Hydraulic fracturing has not yet been mentioned, but quite obviously the long list of dangers to be avoided coincides with the dangers cited by its opponents. Lest there be any doubt, the list is followed by a fifth statement of purpose: “Further, it is the purpose of this Local Law to control those activities related [to] heavy industry, as defined herein, which may impact wetlands, lakes, streams, groundwater resources, public drinking supplies, public roads, scenic landscapes, agriculture, small town character, and the area’s tourism and recreational-based economy.”

Finally, in section 2.2, “Specific Terms,” fracking is named and defined, but only as the fifth item in a long lexicon: “‘Natural Gas Exploration, Extraction, or Processing’ means the exploration for natural gas, the extraction of natural gas from the ground regardless of the extraction method used, and/or the processing of natural gas.”

But this definition is not comprehensive enough and is supplemented by a litany of examples it is intended to include; and then that litany is itself supplemented by an omnibus disclaimer: “It is expressly stated that the foregoing examples are not intended to be exhaustive [and] shall not be construed to limit the application, scope or application of this definition or to limit the application of this definition solely to those activities identified in the examples.”
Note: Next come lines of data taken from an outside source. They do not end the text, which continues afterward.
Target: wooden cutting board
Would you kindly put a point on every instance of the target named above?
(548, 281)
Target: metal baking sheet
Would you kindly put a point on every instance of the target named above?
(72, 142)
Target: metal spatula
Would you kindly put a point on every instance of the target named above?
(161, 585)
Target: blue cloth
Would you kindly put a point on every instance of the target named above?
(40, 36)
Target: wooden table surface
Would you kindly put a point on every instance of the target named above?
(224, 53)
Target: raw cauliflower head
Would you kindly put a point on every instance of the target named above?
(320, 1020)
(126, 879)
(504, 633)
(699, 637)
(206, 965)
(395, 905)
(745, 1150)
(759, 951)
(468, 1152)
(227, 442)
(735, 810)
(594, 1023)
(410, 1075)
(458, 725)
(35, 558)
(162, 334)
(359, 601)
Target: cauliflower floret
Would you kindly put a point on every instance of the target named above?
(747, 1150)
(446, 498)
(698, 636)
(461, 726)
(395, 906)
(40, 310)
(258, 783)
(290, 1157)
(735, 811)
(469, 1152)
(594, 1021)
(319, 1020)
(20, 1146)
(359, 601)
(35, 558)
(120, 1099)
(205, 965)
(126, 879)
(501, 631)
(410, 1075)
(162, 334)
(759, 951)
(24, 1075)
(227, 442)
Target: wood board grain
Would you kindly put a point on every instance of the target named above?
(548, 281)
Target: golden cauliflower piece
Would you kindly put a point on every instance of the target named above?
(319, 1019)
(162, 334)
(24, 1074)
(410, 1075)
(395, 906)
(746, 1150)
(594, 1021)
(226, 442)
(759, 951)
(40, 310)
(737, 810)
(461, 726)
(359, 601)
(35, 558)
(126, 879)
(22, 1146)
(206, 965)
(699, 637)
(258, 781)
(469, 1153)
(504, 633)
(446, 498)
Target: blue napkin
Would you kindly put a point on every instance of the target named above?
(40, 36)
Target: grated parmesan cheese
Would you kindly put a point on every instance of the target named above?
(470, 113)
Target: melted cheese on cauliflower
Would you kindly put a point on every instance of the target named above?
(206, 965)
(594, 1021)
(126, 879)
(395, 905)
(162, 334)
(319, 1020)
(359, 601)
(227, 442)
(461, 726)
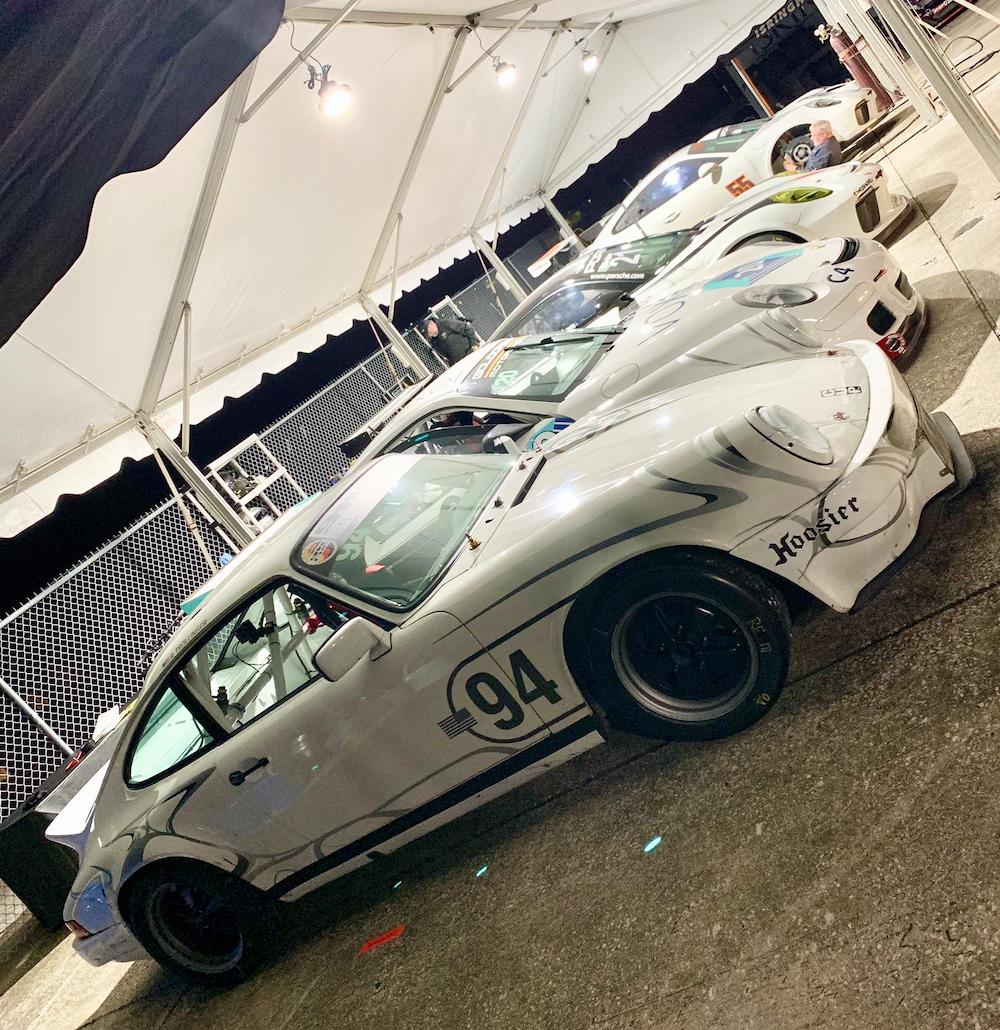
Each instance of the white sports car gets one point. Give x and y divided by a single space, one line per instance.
437 629
698 180
632 345
848 200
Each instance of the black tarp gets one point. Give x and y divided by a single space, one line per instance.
91 90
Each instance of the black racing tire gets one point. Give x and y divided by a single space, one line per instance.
198 921
691 647
777 236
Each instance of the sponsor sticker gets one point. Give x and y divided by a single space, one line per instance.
747 275
791 543
739 185
317 552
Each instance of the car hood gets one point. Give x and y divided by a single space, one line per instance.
595 471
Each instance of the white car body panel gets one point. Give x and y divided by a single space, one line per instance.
399 745
841 213
678 313
732 174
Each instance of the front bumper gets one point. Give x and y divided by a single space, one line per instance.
116 943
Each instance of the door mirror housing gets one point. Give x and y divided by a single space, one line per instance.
348 646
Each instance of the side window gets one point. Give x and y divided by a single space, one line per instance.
171 734
261 654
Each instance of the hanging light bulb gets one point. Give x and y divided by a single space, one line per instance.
589 62
335 98
505 73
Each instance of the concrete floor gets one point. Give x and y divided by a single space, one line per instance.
835 866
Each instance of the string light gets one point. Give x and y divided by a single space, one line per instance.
505 73
335 98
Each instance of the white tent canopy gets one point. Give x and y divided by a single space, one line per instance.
271 220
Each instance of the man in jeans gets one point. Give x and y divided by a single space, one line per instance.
825 151
451 339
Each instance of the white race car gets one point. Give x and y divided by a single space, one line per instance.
435 630
848 200
700 179
633 344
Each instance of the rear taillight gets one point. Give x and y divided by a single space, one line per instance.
894 344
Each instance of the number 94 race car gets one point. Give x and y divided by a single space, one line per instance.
436 629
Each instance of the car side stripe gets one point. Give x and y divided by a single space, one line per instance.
461 792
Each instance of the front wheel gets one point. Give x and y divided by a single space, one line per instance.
197 921
686 648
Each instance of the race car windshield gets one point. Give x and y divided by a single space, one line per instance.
590 293
390 535
547 370
665 186
728 138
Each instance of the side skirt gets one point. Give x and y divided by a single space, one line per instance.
451 799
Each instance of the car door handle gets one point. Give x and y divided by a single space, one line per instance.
237 777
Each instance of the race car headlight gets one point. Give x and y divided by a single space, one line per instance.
777 296
792 433
799 195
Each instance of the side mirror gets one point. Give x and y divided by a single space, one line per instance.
345 649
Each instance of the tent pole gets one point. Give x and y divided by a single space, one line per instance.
577 43
413 162
515 131
399 342
484 21
564 228
185 514
579 108
211 185
855 18
34 717
214 503
972 118
185 395
299 61
490 49
395 266
493 258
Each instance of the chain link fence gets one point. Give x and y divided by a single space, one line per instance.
81 645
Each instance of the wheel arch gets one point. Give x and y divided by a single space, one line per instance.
166 863
798 599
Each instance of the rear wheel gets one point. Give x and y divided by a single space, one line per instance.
198 921
686 648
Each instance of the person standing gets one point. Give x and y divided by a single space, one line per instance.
824 153
451 339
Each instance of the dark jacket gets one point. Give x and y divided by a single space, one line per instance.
455 338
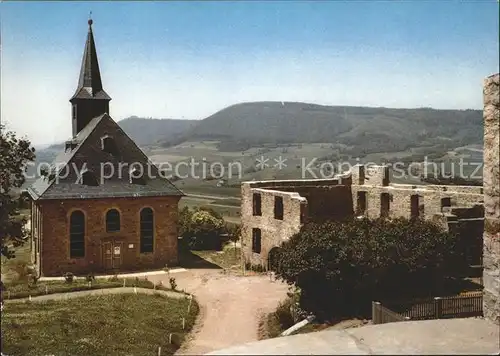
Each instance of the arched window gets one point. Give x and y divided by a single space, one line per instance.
112 220
147 230
77 234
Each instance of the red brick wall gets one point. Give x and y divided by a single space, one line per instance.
55 251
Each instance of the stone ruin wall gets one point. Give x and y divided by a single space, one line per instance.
320 199
491 184
315 199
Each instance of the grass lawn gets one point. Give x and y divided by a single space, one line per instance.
123 324
228 258
14 268
15 278
23 289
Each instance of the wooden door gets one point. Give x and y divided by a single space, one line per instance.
117 254
107 255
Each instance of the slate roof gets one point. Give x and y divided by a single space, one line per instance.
89 82
63 180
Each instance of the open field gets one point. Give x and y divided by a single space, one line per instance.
122 324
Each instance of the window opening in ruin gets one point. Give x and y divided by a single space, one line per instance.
256 240
385 201
278 208
361 205
414 206
257 204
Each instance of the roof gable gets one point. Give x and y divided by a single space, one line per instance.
111 168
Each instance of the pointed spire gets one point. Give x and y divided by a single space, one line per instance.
89 83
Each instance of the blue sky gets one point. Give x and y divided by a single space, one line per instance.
191 59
Now, I know that this pattern of insistent, circular, hammer-like, repetition is dictated by a legal concern to avoid the drafting pitfalls of “overinclusion” — crafting a regulation that can be interpreted as sweeping into its ambit more than it is intended to cover — and “underinclusion” — crafting a regulation that can be interpreted as omitting a significant aspect of what it is intended to cover. But I can’t help reading the document as an imitation in words of the physical act it is trying to prevent: fracking is being pummeled on all sides and from every direction; the assault on it is relentless; the target cannot escape; it will be overwhelmed and drowned; the intention, like the intention of the physical process, is to smash it into bits. Take that, fracking!

Behind the words, of course, are the people of Andes who, as I reported in an earlier column, have been debating this issue and holding hearings on it for a while. The effort leading to the ban was organized by a grass-roots citizens group that calls itself “Andes Works!”. (Its Web site offers tips to other communities that might want to follow Andes’s example.) No doubt some in the community were pro-fracking, but their voices were not raised. The town supervisor, Marty Donnelly, told me that he expected an outcry when the law was passed (by a unanimous vote of those present), but he got only one call. Wayland “Bud” Gladstone, a farmer and member of the board who ran on an anti-fracking platform, said that, to his surprise, he hasn’t heard one negative comment. (That would be a miracle in a community of two, never mind 1,400.)

Donnelly observed that if fracking were to come and one mistake was made, “it can’t be taken back.” Gladstone remarked that while there might be some short-term gain for a few, there would be long-term suffering for many. He added that the law was “the right way to go” and Donnelly echoed him: “I wanted to be on the side of right.” How about that? Makes you almost believe in democracy.